For **interactive PTY tabs only** (not headless crews):

- `JsonlWatcher` (`jsonl-watcher.ts`) watches `~/.claude/projects/` via chokidar for `.jsonl` files
- `AgentStateTracker` (`agent-state-tracker.ts`) parses records to classify agent state:
  - Tool names `Write`, `Edit`, `MultiEdit`, `Bash`, `NotebookEdit` → **working**
  - Tool names `Read`, `Grep`, `Glob`, `WebFetch`, `NotebookRead` → **reading**
  - 5s idle → **idle**, 30s gone → removed from UI
- Sub-agent tracking via `data.parentToolUseID` in progress records
- Session-to-pane correlation by matching `cwd` field to PTY working directory

**⚠️ Verified: This entire pipeline is DEAD in the UI.**
- Main process sends `agent-state-change` events via IPC and the preload bridge exposes `agentState.onStateUpdate()`
- **But the renderer NEVER listens** — no component calls `fleet.agentState.onStateUpdate()`
- All agent states in the visualizer are **hardcoded to `'idle'`** in `space-canvas-utils.ts:15`
- The "degraded mode" fallback in `AgentStateTracker` (line 56-57) is a **no-op comment** with no implementation
- Sub-agents are tracked and sent to the renderer but always show as idle since state is never consumed
- **Losing JSONL support costs nothing right now**

### 5. `.claude/` Directory Structure Generation

Fleet generates Claude Code-specific config in worktrees and workspaces:

| Generated File | Where | Purpose |
|----------------|-------|---------|
| `CLAUDE.md` | Worktree root, Admiral workspace, Navigator workspace | Project guidance / prime directive |
| `.claude/skills/fleet/SKILL.md` | Worktree, Admiral workspace | Fleet CLI command reference for the agent |
| `.claude/settings.json` | Admiral workspace | Hooks (`PreToolUse` → `fleet comms check`), permissions (`Bash(fleet:*)`) |

### 6. Fleet CLI ↔ Agent Integration

The `fleet` CLI commands are designed for Claude Code agents to call from within their session:

- `fleet cargo send` — crew sends mission output (findings, blueprints)
- `fleet comms send` — crew sends messages to Admiral
- `fleet comms check` — PreToolUse hook checks for pending guidance
- `fleet crew message` — Admiral sends follow-up to active crew via `Hull.sendMessage()`

These work over a Unix socket (`~/.fleet/fleet.sock`) and depend on environment variables (`FLEET_CREW_ID`, `FLEET_MISSION_ID`, etc.) that Fleet injects at spawn time.

**⚠️ Verified: Fleet CLI commands are 100% CLI-agnostic.** They use standard NDJSON over TCP sockets with zero Claude Code references.
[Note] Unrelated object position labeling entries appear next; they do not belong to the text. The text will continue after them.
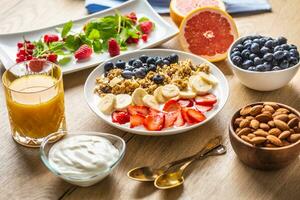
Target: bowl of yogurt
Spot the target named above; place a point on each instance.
(82, 158)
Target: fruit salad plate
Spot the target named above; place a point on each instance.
(156, 92)
(161, 32)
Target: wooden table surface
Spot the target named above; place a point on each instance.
(23, 176)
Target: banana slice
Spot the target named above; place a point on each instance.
(158, 95)
(170, 91)
(137, 96)
(200, 86)
(150, 101)
(209, 78)
(122, 101)
(187, 94)
(107, 103)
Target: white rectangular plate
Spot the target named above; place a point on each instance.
(163, 32)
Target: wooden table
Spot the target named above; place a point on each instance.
(23, 176)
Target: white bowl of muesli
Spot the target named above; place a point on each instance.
(156, 91)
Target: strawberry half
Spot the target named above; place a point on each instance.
(154, 122)
(136, 120)
(83, 52)
(206, 100)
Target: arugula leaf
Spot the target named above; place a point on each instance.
(66, 28)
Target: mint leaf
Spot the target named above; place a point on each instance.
(66, 28)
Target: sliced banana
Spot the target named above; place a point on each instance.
(122, 101)
(187, 94)
(150, 101)
(200, 86)
(170, 91)
(107, 103)
(158, 95)
(137, 96)
(209, 78)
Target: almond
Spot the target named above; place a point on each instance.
(264, 117)
(294, 137)
(274, 140)
(281, 125)
(282, 117)
(255, 110)
(244, 123)
(254, 124)
(284, 135)
(293, 122)
(258, 140)
(261, 132)
(244, 131)
(264, 126)
(275, 131)
(245, 110)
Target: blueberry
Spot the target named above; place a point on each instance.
(276, 68)
(173, 58)
(265, 50)
(140, 72)
(159, 63)
(237, 60)
(269, 44)
(254, 48)
(137, 64)
(260, 68)
(143, 58)
(268, 57)
(278, 55)
(284, 64)
(257, 61)
(130, 62)
(127, 74)
(108, 66)
(281, 40)
(246, 64)
(150, 60)
(158, 79)
(152, 67)
(245, 53)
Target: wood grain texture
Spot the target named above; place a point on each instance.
(22, 175)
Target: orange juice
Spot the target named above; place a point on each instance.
(37, 109)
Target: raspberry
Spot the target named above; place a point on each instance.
(145, 37)
(113, 47)
(52, 58)
(83, 52)
(146, 27)
(50, 38)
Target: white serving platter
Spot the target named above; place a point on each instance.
(221, 91)
(163, 32)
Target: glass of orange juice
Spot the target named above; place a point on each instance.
(35, 101)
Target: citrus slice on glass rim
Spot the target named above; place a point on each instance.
(208, 32)
(180, 8)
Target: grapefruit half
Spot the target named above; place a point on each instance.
(180, 8)
(208, 32)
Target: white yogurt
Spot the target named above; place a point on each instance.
(82, 157)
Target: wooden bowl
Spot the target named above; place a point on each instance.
(265, 158)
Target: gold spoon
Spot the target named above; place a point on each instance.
(174, 179)
(149, 174)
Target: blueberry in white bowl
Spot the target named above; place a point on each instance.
(263, 63)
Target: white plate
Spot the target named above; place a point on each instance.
(163, 32)
(221, 91)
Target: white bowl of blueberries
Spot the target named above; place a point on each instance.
(263, 63)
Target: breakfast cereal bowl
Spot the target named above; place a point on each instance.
(261, 81)
(219, 92)
(260, 156)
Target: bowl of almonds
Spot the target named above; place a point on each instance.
(266, 135)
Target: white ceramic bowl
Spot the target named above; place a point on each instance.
(262, 81)
(221, 91)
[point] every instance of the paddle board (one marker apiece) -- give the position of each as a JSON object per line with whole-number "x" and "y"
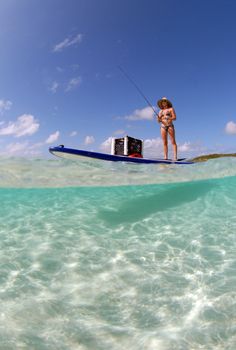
{"x": 71, "y": 153}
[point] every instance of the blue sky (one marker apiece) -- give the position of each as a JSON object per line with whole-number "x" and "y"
{"x": 60, "y": 83}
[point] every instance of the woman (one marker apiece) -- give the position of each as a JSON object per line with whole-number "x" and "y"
{"x": 166, "y": 117}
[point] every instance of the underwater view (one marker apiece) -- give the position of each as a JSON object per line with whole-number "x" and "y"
{"x": 99, "y": 255}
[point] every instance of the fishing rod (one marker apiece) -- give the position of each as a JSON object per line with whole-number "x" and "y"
{"x": 137, "y": 88}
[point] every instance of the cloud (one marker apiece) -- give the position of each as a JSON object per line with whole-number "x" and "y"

Any CLI that can run shell commands can call them. The only Claude-specific part is the `PreToolUse` hook mechanism that *triggers* `fleet comms check` — other CLIs would need their own equivalent hook/polling mechanism.

### 7. OSC Sequence Detection (PTY tabs)

- OSC 9: Claude Code task completion notifications
- OSC 7: CWD tracking (generic, not Claude-specific)
- OSC 777: Generic notifications

### 8. Raw Output Capture (Fallback)

Hull streams all extracted text to `~/.fleet/starbases/starbase-{id}/cargo/{sector}/{mission}/raw-output.md`. When a crew doesn't explicitly `fleet cargo send`, Sentinel recovers cargo from this raw output file.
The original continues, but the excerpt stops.